Final considerations

The AI CFM Resolution represents a timely and pragmatic response to the growing use of AI in healthcare in Brazil. Addressing concrete challenges in medical practice helps reduce uncertainty in a rapidly evolving technological environment while providing physicians and healthcare institutions with clearer parameters for the responsible integration of AI tools.

At the same time, the Resolution highlights the limitations of sectoral approaches in addressing a cross-cutting technology such as AI. The coexistence of multiple regulatory authorities – each with distinct competencies and perspectives – reinforces the need for greater coordination and clearer institutional boundaries to avoid regulatory fragmentation and ensure consistent oversight.

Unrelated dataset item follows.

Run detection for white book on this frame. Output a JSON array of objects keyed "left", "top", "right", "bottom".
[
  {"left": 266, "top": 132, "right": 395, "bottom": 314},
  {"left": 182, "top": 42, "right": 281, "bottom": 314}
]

It is equally important to recognise, however, that the AI CFM Resolution does not represent entirely new regulatory ground. Rather, it largely codifies ethical standards and common-sense principles that have always guided the medical profession and patient care. The requirement that physicians retain ultimate decision-making authority, the emphasis on informed consent and transparency, and the insistence on human oversight are not innovations introduced by this Resolution – they are foundational tenets of medical ethics that predate the advent of AI. What the Resolution accomplishes, therefore, is the formal articulation and contextualisation of these pre-existing values within the specific framework of AI-assisted medicine.

This perspective offers reassurance to the medical community: the integration of AI into clinical practice need not be viewed as a disruptive departure from established norms, but rather as an evolution that remains firmly anchored in the ethical principles that have long defined the profession. The Resolution serves as a formal reminder that, regardless of technological advancement, the physician’s duty of care, professional responsibility, and commitment to patient welfare remain paramount.

Looking ahead, the regulation of AI in healthcare in Brazil is likely to remain dynamic, requiring continuous alignment between legal frameworks and regulatory authorities. The anticipated approval of the Brazilian AI Bill may provide a more coherent institutional structure, but the fundamental principles enshrined in the CFM Resolution – grounded as they are in enduring medical ethics – will likely continue to inform the profession’s approach to emerging technologies. In this sense, the Resolution is both a response to the present and a bridge to the future, ensuring that innovation in healthcare remains guided by the timeless values of the medical profession.

Notes

[1]  Grand View Research, Artificial Intelligence in Healthcare Market (2026–2033): www.grandviewresearch.com/industry-analysis/artificial-intelligence-ai-healthcare-market, accessed 6 May 2026.